The germination of a story can be hard to pinpoint, even more so if the seed was planted over 30 years ago, as I suspect is the case with my newest release, The Initial Insult. I can’t say for sure that I’d been introduced to Poe before my freshman year in high school, but I can certainly recall staring at Harry Clarke’s 1919 illustration of “The Cask of Amontillado” included in my English textbook and feeling—in a word—horrified.
And also—oddly elated. I ditched the pace of the always-painful class read aloud, finished Amontillado, turned the page to take in “Hop-Frog” and looked back up from my textbook with a single thought: I didn’t know you were allowed to do that in writing.
I’d only been subjected to safe, typically didactic classroom readings at that point in my life, but being exposed to Poe was a game-changer for me. Yes, you can bury people alive (can in fact, rely on that trick more than once, if you’re Poe). You can also set them on fire and let their pets eat their decomposing bodies.
It all made my own dark imaginings seem tame by comparison—but also valid.
I’d always known I wanted to be a writer, but I hadn’t seen the shadows that wandered my mind exemplified on paper, let alone be considered worthy of praise. Now, with ten books behind me and a reputation for killing fictional people while making real people cry, that not only can you do that in writing, but you can make a career out of it.
All that being said, I almost always get a phone call from my mom after she reads an advanced copy of my latest book. And while complimentary, these conversations tend to end with a sigh and the often-repeated wish that I will “write something nicer next time, maybe with a cat.”
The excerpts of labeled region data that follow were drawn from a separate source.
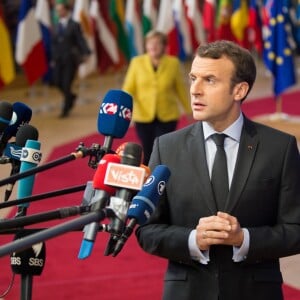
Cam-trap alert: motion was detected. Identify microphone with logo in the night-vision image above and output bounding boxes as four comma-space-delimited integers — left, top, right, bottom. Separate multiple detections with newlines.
16, 136, 42, 217
97, 90, 132, 154
10, 124, 46, 299
0, 102, 32, 155
104, 143, 145, 255
0, 101, 13, 136
78, 154, 121, 259
112, 165, 171, 257
2, 124, 38, 201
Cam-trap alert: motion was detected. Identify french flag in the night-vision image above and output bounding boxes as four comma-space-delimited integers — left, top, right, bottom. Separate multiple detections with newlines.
156, 0, 180, 56
15, 0, 48, 85
125, 0, 144, 58
35, 0, 52, 82
90, 0, 121, 73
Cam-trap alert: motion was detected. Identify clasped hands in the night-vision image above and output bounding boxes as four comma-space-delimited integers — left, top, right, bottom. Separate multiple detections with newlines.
196, 212, 244, 251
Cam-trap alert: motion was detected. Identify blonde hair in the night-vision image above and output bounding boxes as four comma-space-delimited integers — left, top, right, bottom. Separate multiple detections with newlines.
145, 30, 168, 46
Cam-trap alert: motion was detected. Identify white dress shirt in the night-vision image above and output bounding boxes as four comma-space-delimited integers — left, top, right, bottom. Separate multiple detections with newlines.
188, 113, 250, 264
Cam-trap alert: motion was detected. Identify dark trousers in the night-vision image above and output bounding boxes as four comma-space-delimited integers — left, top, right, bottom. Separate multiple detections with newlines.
135, 119, 177, 165
53, 62, 77, 112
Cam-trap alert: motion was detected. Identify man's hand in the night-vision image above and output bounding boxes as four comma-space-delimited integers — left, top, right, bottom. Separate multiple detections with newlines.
196, 212, 244, 251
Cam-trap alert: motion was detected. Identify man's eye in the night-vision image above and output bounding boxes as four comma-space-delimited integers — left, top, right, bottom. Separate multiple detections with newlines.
206, 77, 215, 84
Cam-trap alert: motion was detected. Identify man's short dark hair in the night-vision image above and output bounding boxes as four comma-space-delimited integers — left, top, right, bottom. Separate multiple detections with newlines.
196, 40, 256, 100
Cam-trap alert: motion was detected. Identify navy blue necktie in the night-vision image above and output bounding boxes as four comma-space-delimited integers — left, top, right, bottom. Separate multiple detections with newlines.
211, 133, 229, 210
58, 22, 65, 36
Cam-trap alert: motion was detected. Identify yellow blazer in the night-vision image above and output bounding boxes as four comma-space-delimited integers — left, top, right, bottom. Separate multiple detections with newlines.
122, 54, 191, 123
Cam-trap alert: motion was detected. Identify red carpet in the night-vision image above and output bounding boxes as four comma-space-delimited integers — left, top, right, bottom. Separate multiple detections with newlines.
0, 93, 300, 300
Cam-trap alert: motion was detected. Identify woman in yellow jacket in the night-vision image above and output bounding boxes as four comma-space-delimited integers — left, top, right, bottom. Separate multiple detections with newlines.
122, 31, 192, 165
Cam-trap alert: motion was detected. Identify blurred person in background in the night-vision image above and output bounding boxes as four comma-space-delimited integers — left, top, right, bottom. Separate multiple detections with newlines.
122, 30, 192, 165
51, 1, 91, 118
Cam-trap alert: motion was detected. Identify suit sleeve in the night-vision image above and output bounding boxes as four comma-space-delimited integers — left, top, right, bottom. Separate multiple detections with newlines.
75, 23, 91, 55
246, 137, 300, 262
136, 138, 194, 264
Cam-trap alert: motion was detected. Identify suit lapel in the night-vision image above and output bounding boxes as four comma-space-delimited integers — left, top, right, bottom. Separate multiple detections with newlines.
187, 122, 217, 214
225, 118, 258, 212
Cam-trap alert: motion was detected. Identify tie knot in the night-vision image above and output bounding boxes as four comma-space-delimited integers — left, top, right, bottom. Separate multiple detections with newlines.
211, 133, 227, 147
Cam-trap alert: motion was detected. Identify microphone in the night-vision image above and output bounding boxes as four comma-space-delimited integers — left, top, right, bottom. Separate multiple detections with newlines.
97, 90, 132, 153
17, 138, 42, 216
0, 102, 32, 155
4, 124, 38, 201
112, 165, 171, 257
116, 142, 151, 182
78, 154, 121, 259
104, 143, 145, 255
0, 101, 13, 134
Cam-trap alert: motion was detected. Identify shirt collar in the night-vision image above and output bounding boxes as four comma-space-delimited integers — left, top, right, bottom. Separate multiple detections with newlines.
202, 113, 244, 142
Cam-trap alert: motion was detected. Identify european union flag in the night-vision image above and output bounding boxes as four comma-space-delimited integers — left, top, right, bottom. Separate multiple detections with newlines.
263, 0, 296, 96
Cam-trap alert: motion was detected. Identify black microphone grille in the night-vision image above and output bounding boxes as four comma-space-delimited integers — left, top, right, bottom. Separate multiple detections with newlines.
121, 142, 143, 166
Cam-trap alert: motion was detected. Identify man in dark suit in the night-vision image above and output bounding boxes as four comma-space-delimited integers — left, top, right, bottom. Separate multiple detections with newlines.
136, 41, 300, 300
52, 1, 90, 118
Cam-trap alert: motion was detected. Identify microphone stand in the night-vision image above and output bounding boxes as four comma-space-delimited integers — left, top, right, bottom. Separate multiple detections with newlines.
0, 184, 86, 210
0, 208, 115, 257
0, 143, 106, 186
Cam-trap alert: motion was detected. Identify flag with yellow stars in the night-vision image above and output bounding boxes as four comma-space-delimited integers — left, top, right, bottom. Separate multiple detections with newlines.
263, 0, 296, 96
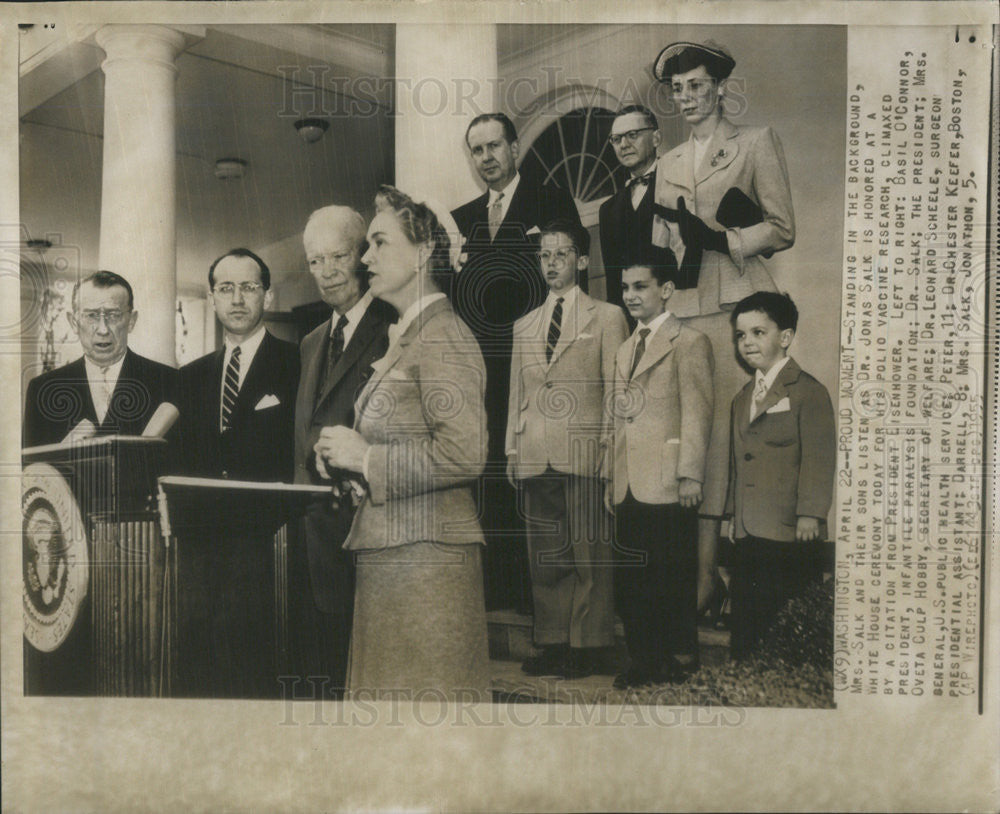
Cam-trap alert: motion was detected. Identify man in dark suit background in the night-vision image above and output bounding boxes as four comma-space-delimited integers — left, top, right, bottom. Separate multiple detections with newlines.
451, 113, 587, 610
598, 105, 676, 328
180, 249, 299, 482
23, 271, 177, 447
295, 206, 396, 697
174, 248, 299, 698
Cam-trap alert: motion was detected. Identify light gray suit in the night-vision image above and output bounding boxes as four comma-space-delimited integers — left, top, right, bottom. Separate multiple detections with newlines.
506, 290, 627, 647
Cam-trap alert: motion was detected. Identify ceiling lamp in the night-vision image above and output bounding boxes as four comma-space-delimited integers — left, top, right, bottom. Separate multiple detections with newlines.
295, 119, 330, 144
215, 158, 247, 181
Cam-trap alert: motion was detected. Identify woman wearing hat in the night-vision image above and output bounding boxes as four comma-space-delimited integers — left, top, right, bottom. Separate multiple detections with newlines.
653, 40, 795, 620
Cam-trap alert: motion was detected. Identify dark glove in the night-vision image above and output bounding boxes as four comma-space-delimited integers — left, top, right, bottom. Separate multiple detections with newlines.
677, 195, 729, 256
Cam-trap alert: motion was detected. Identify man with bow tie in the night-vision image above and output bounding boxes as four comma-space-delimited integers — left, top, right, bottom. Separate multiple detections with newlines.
599, 105, 673, 327
23, 271, 177, 447
290, 206, 396, 697
176, 249, 299, 482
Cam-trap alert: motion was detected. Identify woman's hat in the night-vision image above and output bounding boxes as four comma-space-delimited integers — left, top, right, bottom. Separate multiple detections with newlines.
653, 40, 736, 82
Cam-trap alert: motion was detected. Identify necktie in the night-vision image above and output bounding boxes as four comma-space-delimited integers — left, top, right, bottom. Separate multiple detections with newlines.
628, 328, 649, 379
545, 297, 563, 362
750, 378, 767, 421
94, 367, 111, 424
222, 345, 240, 432
316, 314, 356, 412
489, 192, 504, 240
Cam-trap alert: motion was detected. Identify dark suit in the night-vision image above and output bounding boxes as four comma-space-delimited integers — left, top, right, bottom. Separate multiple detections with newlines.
451, 176, 587, 607
178, 333, 299, 483
22, 350, 177, 447
174, 333, 299, 698
598, 171, 672, 316
290, 300, 396, 693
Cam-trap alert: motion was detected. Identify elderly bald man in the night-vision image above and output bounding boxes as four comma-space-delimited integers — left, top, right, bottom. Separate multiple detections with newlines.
295, 206, 396, 697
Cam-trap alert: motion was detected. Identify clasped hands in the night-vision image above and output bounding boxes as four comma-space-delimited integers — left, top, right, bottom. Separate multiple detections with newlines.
313, 427, 370, 507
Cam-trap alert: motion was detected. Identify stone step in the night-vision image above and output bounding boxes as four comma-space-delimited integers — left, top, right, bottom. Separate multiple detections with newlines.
486, 610, 729, 662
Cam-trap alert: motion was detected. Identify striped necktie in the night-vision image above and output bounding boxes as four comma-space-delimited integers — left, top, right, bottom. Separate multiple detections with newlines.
545, 297, 563, 362
222, 345, 240, 432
I managed the second part. Only, the cat is an escaped panther wandering around a debauched high-school gathering while a virus breaks out among the party-goers and a murder goes down in the basement.
And yes, not only can you do that in writing, but you can do it in YA.
Moving Edgar Allan Poe into a modern, Appalachian setting was not something I’d ever toyed with. Yes, I loved Poe, but emulating others wasn’t a goal of mine… until a black cat ran across my path as I pulled into a service station, and, while pumping gas, I thought about how most people would hold to the superstitious view that bad luck would find me soon. I’m a fan of the Poe interpretation and assumed that the black cat was an arbiter of justice, late for his appointment to deliver judgement upon someone.
And instantly, there was a story in my head. The cat became a prowling panther, an abandoned house and known party-pad morphed into the setting for The Masque of the Red Death, underneath which I added a basement, a coal chute, loose bricks, a bucket of mortar and cast female frienemies in the role of Fortunato and Montressor. It happened in about seven minutes, which is how long it takes me to drive home from work. When something blooms into life that quickly, it’s either been percolating for a long time, or it’s pure drivel.
A series of texts with a fellow writer friend reassured me that it wasn’t drivel. In fact, she insisted that not only did my idea have legs, but they were sexy, sexy legs. All of this happened during the summer of 2018, and while I definitely thought the depths I was plumbing were worth the risks, I had reservations about diving in.
My usual creative process is to mull for a while, do some background reading, and then full-bore plow through a first draft at a chaotic pace. This time the mulling meant determining which Poe stories to use as a framework, the background reading meant learning more about Poe’s life itself, and the first draft came up in the form of what I politely like to refer to as a “word vomit.”
Also, my mom was not happy with the amount of actual vomiting in the book. She wasn’t particularly fond of the swearing and drinking, either. The violence she seems to have grown accustomed to, admitting to me that “I think people question my parenting.” The tension was what proved too much for her in the end, evidenced by the text I received one night letting me know that she couldn’t read the book before bed, because it was “just too much,” but that Game of Thrones was serving her nicely instead.
Everything my mother considered a drawback, I perceive as a strength. Poe’s work always carries with it the dark and macabre, but brings them forward with that touch of realism that makes it all the more believable. Family feuds, stinging rebukes that fester for years, lost dreams, buried pasts, and the bright flash of a familiar smile that leads you into the shadows are all elements of what makes Poe endure.
As humans, we acknowledge the darkness that co-exists with the light, and while some of us may be more inclined to probe it than others, it carries with it an undeniable fascination. It has been exactly such subjects that have fired my imagination since I can remember and which served as a cornerstone for both my and Poe’s careers.
One of my much-loved coffee mugs carries quotes from famous writers, and I happen to be staring down one from Jane Austen as I write this: “Let other pens dwell on guilty and misery.”
To which I say—Don’t worry, Jane. I got this.